Dave pun bimbang. Di saat yang sama ia juga mendapat tawaran dari profesor asal Amerika Serikat, Reed Wadley, untuk melanjutkan kuliah di Universitas Missouri. Sejak 2001, Dave memang rutin berkorespondensi dengan Reed via surat elektronik. Dave kerap memberi bahan tambahan untuk penelitian Reed soal perbatasan Kalimantan Barat dengan Serawak.
Namun, saat Dave menjelaskan duduk permasalahan dan kebimbangannya, Reed justru dengan senang hati mendukungnya untuk pergi ke Kyoto. Itu karena menurutnya Kyoto adalah tempat yang tepat untuk meneliti kajian Dave selama ini, perbatasan Indonesia-Malaysia.
Alhasil, Dave berangkat ke Jepang pada 2004 dan menyelesaikan studi S3 pada 2008. Saat awal belajar di sana, ada satu pesan dari Noboru yang begitu diingatnya, “Saya tidak mau kamu seperti mahasiswa doktoral Indonesia lainnya. Mereka biasanya jauh-jauh ke luar negeri untuk mengejar dan mempelajari Indonesia, padahal fokus kajiannya adalah Asia Tenggara.”
“Saya mau kamu fokusnya soal perbatasan di Serawak.”

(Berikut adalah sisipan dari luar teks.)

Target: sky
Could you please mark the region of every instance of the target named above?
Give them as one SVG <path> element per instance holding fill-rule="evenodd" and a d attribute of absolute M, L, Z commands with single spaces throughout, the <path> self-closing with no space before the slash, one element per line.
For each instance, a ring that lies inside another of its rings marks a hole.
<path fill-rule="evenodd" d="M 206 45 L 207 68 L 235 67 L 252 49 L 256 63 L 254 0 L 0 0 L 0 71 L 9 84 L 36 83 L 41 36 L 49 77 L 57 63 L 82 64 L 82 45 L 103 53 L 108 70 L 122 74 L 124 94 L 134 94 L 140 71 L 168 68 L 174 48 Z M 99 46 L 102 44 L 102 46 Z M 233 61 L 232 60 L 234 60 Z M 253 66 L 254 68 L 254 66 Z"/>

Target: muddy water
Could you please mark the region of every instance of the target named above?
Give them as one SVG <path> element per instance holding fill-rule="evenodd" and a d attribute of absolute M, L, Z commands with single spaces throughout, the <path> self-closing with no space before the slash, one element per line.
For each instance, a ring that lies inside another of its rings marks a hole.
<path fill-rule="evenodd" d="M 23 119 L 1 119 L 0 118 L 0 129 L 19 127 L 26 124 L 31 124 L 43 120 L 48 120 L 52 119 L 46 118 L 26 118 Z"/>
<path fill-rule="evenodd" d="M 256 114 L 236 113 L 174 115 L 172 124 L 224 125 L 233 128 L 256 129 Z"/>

Sepulangnya dari Jepang, Dave memutuskan bekerja sebagai peneliti lepas terlebih dahulu selama setahun. Alasannya, ia ingin rehat sejenak dari tuntutan penelitian dan penulisan yang begitu intens selama berada di Jepang. Apalagi, ia adalah mahasiswa dari program beasiswa yang wajib lulus tepat waktu.
Saat itulah Dave mulai bermusik kembali bersama kawan-kawannya. Ia sempat ikut manggung beberapa kali bersama band SimakDialog yang beranggotakan Riza Arshad, Tohpati dan lainnya. Selain itu, ia juga kerap membantu beberapa proyek musisi Anda “Bunga” Perdana bersama band Mata Jiwa.
Lalu Dave pun bekerja sambilan untuk World Wide Fund for Nature dan International Catholic Migration Commission (ICMC). Banyak pengalaman berharga yang ia temui saat bekerja untuk ICMC.
“Pada awal 2010 saya ke Sabah untuk ICMC. Kita mewawancarai perempuan, pekerja seks, germo, buruh kelapa sawit untuk membuat sebuah panduan untuk aparat kepolisian Malaysia agar mereka jadi lebih peka dalam menangani kasus perdagangan manusia,” kata Dave.
Memang, banyak buruh atau pekerja seks komersial asal Indonesia yang diperdagangkan ke wilayah perbatasan Malaysia. Di sana, mereka bekerja tanpa kejelasan status kewarganegaraan dan kerap ditangkap oleh aparat hukum setempat.

“Jadi tujuannya agar aparat kepolisian di sana bisa melakukan pendekatan berbeda pada korban perdagangan manusia dibanding kriminal biasa. Jadi mereka harus bisa mengatasi trauma para korban juga,” kata Dave.
Ini juga berhubungan dengan masalah tenaga kerja ilegal Indonesia di Malaysia. Menurutnya, itu bisa terjadi karena sistem perekrutan sejak awal. Biasanya, para pekerja itu ditipu oleh orang terdekatnya sendiri, entah keluarga atau pacar, karena balutan utang dan desakan ekonomi.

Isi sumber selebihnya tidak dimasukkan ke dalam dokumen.